Let us have a look now at sheet 2. Last time we defined the headers ourselves. This time, we will let pandas pick them up:
# Read 2nd section, by age
data2 = data.parse('7.2', skiprows=4, skipfooter=14)
print(data2)
We get:
Unnamed: 0 Total Under 16 16-24 ... 45-54 55-64 65-74 75 and over
0 NaN NaN NaN NaN ... NaN NaN NaN NaN
1 2002/03 1275.0 400.0 65.0 ... 216.0 94.0 52.0 23.0
2 2003/04 1711.0 579.0 67.0 ... 273.0 151.0 52.0 24.0
3 2004/05 2035.0 547.0 107.0 ... 364.0 174.0 36.0 32.0
4 2005/06 2564.0 583.0 96.0 ... 554.0 258.0 72.0 20.0
5 2006/07 3862.0 656.0 184.0 ... 872.0 459.0 118.0 43.0
6 2007/08 5018.0 747.0 228.0 ... 1198.0 598.0 157.0 53.0
If you remember, the year column did not have a header, that is why pandas named it Unnamed. Let us rename it:
# Rename unames to year
data2.rename(columns={'Unnamed: 0': 'Year'}, inplace=True)
print(data2)
We get:
Year Total Under 16 16-24 ... 45-54 55-64 65-74 75 and over
0 NaN NaN NaN NaN ... NaN NaN NaN NaN
1 2002/03 1275.0 400.0 65.0 ... 216.0 94.0 52.0 23.0
2 2003/04 1711.0 579.0 67.0 ... 273.0 151.0 52.0 24.0
3 2004/05 2035.0 547.0 107.0 ... 364.0 174.0 36.0 32.0
4 2005/06 2564.0 583.0 96.0 ... 554.0 258.0 72.0 20.0
5 2006/07 3862.0 656.0 184.0 ... 872.0 459.0 118.0 43.0
Let us drop NaN again. Also we replace again index with Year:
# Drop empties and reset index
data2.dropna(inplace=True)
data2.set_index('Year', inplace=True)
print(data2)
We get:
Year Total Under 16 16-24 25-34 ... 45-54 55-64 65-74 75 and over
...
2002/03 1275.0 400.0 65.0 136.0 ... 216.0 94.0 52.0 23.0
2003/04 1711.0 579.0 67.0 174.0 ... 273.0 151.0 52.0 24.0
2004/05 2035.0 547.0 107.0 287.0 ... 364.0 174.0 36.0 32.0
2005/06 2564.0 583.0 96.0 341.0 ... 554.0 258.0 72.0 20.0
Let us plot:
data2.plot()
plt.show()
We get:
We can observe from the graph, that Total column is huge and overrides everything. We should git rid of it in order to make the graph clearer:
# Drop the total column and plot
data2_minus_total = data2.drop('Total', axis = 1)
We used drop()
function. It drops entries from a table.
Now we plot the graph, dropping the Total column:
data2_minus_total.plot()
plt.show()
We get:
What if we want to compare age groups? How children compare to adults?

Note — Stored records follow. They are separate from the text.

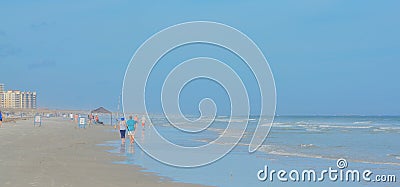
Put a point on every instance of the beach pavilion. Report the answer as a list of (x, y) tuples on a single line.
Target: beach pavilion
[(102, 110)]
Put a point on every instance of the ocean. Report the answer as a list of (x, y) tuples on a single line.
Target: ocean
[(366, 143)]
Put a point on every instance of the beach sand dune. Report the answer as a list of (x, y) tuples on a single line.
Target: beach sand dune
[(59, 154)]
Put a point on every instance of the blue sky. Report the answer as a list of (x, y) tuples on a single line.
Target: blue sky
[(327, 57)]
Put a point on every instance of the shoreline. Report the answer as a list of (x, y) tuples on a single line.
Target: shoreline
[(60, 154)]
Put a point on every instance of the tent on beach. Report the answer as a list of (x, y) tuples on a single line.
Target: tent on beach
[(102, 110)]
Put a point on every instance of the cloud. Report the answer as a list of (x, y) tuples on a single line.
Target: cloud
[(42, 64)]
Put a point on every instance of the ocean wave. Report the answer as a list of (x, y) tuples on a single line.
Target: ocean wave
[(362, 122), (271, 150), (307, 145)]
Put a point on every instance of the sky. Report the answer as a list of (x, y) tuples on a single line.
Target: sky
[(328, 57)]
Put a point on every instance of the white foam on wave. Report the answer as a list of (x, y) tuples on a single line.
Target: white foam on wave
[(362, 122)]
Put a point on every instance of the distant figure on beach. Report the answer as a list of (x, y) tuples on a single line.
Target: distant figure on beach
[(131, 124), (90, 119), (96, 119), (76, 118), (122, 130), (1, 119), (143, 120)]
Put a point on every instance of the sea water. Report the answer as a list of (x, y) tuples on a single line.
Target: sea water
[(294, 143)]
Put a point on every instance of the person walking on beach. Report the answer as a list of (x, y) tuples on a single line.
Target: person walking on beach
[(143, 120), (122, 130), (1, 119), (131, 124), (96, 119)]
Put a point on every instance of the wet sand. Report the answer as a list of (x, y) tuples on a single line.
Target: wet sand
[(59, 154)]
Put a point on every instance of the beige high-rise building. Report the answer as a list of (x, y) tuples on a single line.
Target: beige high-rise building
[(1, 95), (16, 99)]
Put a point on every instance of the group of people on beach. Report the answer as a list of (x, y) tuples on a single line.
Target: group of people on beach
[(1, 119), (129, 125)]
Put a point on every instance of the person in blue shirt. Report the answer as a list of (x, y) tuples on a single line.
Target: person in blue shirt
[(1, 119), (131, 126), (122, 129)]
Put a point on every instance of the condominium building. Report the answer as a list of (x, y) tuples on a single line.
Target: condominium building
[(16, 99), (1, 95)]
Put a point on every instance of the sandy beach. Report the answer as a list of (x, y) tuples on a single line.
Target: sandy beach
[(59, 154)]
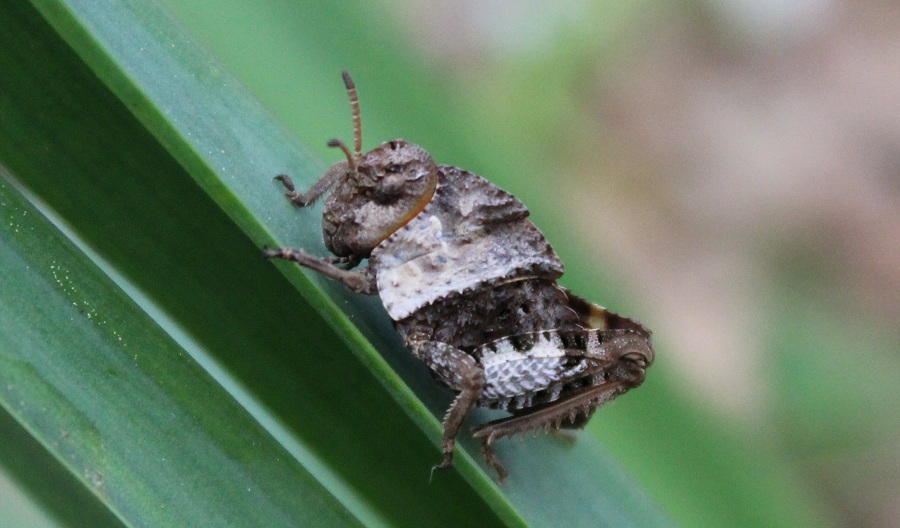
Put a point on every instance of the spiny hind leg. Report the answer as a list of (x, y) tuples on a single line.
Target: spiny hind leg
[(461, 373)]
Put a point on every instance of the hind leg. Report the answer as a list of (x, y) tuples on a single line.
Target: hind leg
[(461, 373)]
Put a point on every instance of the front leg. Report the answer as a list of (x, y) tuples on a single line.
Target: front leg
[(461, 373), (317, 190), (360, 281)]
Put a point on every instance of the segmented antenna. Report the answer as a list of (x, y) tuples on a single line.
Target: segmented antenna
[(354, 106), (337, 143)]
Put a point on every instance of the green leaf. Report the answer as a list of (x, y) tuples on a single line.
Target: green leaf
[(121, 124), (241, 395)]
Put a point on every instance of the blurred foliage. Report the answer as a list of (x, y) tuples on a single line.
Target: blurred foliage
[(176, 204)]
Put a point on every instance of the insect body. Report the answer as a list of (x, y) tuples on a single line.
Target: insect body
[(470, 284)]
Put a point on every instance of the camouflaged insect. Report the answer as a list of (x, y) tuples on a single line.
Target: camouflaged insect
[(471, 286)]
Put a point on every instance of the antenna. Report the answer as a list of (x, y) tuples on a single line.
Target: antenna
[(354, 107), (337, 143)]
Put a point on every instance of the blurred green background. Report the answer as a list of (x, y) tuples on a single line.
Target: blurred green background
[(724, 172)]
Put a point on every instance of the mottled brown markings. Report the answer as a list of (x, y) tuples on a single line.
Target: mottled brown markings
[(471, 286)]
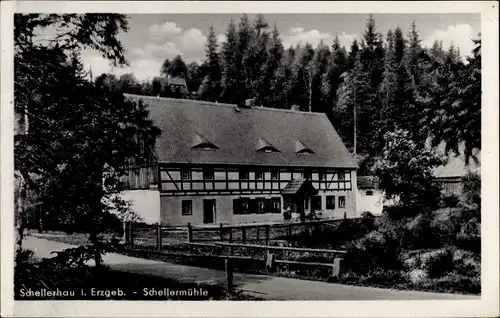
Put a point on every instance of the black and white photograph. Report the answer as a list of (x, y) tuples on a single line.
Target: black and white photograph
[(248, 156)]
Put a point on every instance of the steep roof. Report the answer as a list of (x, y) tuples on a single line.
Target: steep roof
[(366, 182), (237, 131)]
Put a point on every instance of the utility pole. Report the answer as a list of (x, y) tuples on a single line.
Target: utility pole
[(355, 118)]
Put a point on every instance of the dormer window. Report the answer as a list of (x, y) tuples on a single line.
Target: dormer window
[(265, 146), (200, 142), (300, 147)]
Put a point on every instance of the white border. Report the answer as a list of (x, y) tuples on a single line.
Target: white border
[(486, 306)]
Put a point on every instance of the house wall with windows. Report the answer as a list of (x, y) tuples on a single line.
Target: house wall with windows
[(250, 194), (221, 163)]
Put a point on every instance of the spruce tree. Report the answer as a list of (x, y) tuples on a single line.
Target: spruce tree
[(337, 65), (211, 87)]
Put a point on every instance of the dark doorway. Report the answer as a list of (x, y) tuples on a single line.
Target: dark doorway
[(208, 211)]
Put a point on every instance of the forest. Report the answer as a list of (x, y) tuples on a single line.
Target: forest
[(379, 84)]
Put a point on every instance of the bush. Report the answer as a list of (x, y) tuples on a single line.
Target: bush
[(454, 282), (368, 220), (374, 251)]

In pandas, we can review any column by using data[column_name]
. We can plot any age group this way:
data2['Under 16'].plot(label = "Under 16")
data2['25-34'].plot(label = "25-34")
plt.show()
We get:
We see that while children’s obesity has gone down, that for adults has jumped.
When you finish writing your python file, please push it to your personal git repository.
Congratulations, we have learnt how to use Pandas library in Python programming.